Es freut mich sehr, dass “Islam in der Krise” so intensiv gelesen, diskutiert und interpretiert wird! Ein schönes Beispiel ist ein Blogpost von Adrian Gillmann “Zur Laizität im 21. Jahrhundert” auf “Säkulares Zeitalter”. Zwei Leserfragen sind aber auch zu Seite 45 eingegangen, in der ich zu den türkischen Parlamentswahlen 2015 schreibe, dass angesichts der gesamten “Gruppe der Menschen türkischer Herkunft in Deutschland von etwa dreieinhalb Millionen Menschen” der “AKP-Wähleranteil von etwa 10 Prozent nicht mehr wirklich eindrucksvoll” aussieht. Eine Leserin und ein Leser wollten dazu mehr zur Datenbasis wissen. Gerne – eine tolle Chance, die Vorzüge des Mediums Blog zu zeigen! 🙂

Also: Nach den offiziellen Angaben der türkischen Agentur Anadolu wählten bei der zweiten Parlamentswahl 2015 570.000 Türkinnen und Türken in deutschen Konsulaten, davon 59,7 Prozent die AKP. Dies wären 340.000 Wählerinnen und Wähler der AKP – wobei einige Tausend möglicherweise auch noch in der Türkei selbst gewählt haben könnten. So kommen wir also auf die etwa zehn Prozent der Menschen türkischer Herkunft in Deutschland, die tatsächlich AKP gewählt haben.

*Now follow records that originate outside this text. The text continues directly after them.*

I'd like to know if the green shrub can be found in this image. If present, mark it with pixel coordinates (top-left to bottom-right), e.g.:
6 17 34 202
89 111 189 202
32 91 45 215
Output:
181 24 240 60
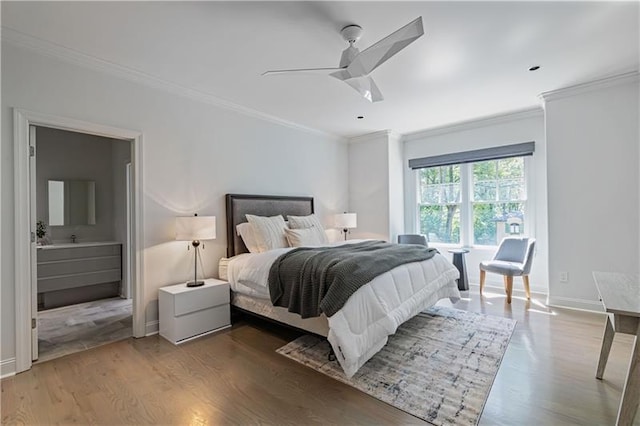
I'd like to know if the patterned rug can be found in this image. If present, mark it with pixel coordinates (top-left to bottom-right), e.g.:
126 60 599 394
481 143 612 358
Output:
277 307 516 425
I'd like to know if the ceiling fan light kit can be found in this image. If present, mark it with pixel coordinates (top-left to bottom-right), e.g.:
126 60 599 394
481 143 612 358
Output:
262 17 424 102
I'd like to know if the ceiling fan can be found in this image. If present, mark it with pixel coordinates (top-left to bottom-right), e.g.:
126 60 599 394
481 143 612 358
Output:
262 17 424 102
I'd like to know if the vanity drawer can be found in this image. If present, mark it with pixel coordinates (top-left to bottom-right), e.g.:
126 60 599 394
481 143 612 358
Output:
38 256 122 279
38 244 121 262
38 269 122 293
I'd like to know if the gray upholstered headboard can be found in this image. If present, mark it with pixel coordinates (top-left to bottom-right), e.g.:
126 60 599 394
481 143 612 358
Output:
225 194 313 257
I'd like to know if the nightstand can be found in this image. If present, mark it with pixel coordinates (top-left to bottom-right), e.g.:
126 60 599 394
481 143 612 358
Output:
158 278 231 345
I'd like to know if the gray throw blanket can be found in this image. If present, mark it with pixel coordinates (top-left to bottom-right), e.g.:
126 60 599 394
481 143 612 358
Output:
269 241 438 318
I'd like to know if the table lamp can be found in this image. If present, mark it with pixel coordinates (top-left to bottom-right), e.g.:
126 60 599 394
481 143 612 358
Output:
176 213 216 287
334 212 358 241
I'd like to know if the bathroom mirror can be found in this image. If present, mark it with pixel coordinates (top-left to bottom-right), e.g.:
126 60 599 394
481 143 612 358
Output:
49 180 96 226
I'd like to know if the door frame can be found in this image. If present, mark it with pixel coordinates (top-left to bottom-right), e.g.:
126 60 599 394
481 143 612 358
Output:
13 108 146 373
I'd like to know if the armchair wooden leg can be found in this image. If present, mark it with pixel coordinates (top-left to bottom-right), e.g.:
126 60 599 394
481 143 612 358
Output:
522 275 531 299
505 276 513 303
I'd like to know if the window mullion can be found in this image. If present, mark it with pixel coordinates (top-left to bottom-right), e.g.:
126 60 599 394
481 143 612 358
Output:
460 164 473 247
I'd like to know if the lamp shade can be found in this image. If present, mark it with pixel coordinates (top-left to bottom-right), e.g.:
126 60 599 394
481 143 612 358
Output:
334 213 358 229
176 216 216 241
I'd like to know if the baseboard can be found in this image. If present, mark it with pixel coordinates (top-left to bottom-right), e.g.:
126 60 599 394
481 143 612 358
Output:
547 296 604 312
144 320 160 336
469 282 547 296
0 358 16 379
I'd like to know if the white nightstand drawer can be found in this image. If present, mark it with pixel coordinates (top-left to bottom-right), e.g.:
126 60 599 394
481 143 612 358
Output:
158 278 231 344
173 284 229 317
172 304 230 343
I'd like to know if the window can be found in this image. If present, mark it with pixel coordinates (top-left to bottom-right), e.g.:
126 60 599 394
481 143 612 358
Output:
469 157 527 246
416 156 527 246
418 165 461 244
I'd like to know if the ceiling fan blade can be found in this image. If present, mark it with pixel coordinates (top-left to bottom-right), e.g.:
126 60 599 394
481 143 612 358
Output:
262 67 343 75
344 75 384 102
347 16 424 77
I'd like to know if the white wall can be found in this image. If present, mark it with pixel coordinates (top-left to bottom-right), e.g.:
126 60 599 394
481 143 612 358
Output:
111 139 132 298
36 127 115 243
349 131 404 241
403 109 548 293
349 132 390 240
0 39 348 370
544 74 640 309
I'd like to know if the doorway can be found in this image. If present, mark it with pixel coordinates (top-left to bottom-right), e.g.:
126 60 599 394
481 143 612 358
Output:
14 109 146 372
31 126 132 362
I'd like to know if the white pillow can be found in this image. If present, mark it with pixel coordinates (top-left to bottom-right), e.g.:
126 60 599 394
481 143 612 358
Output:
287 213 329 244
284 228 324 247
236 222 260 253
247 214 289 253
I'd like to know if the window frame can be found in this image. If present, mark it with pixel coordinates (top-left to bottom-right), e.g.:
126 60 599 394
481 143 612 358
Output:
409 156 535 249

Wieso so wenig? Nun, eine Mehrheit der Menschen türkischer Herkunft in Deutschland hat bereits durch Einbürgerung oder Geburt die deutsche Staatsbürgerschaft, meist unter Verlust der türkischen. Laut Statistischem Bundesamt lebten 2015 noch rund 1,5 Millionen Menschen mit türkischer Staatsbürgerschaft in der Bundesrepublik. Auch davon sind nur die Erwachsenen (ab 18 Jahren) wahlberechtigt – und diese mussten sich, wenn sie an der Wahl teilnehmen wollten, dann eben auch noch konsularisch registrieren lassen. Dies haben weniger als die Hälfte der türkischen Wahlberechtigten in Deutschland getan. Und von diesen Verbleibenden wählten dann auch – trotz der nationalistischen und anti-kurdischen Eskalation des türkischen Präsidenten – weitere 40,3 Prozent Oppositionsparteien.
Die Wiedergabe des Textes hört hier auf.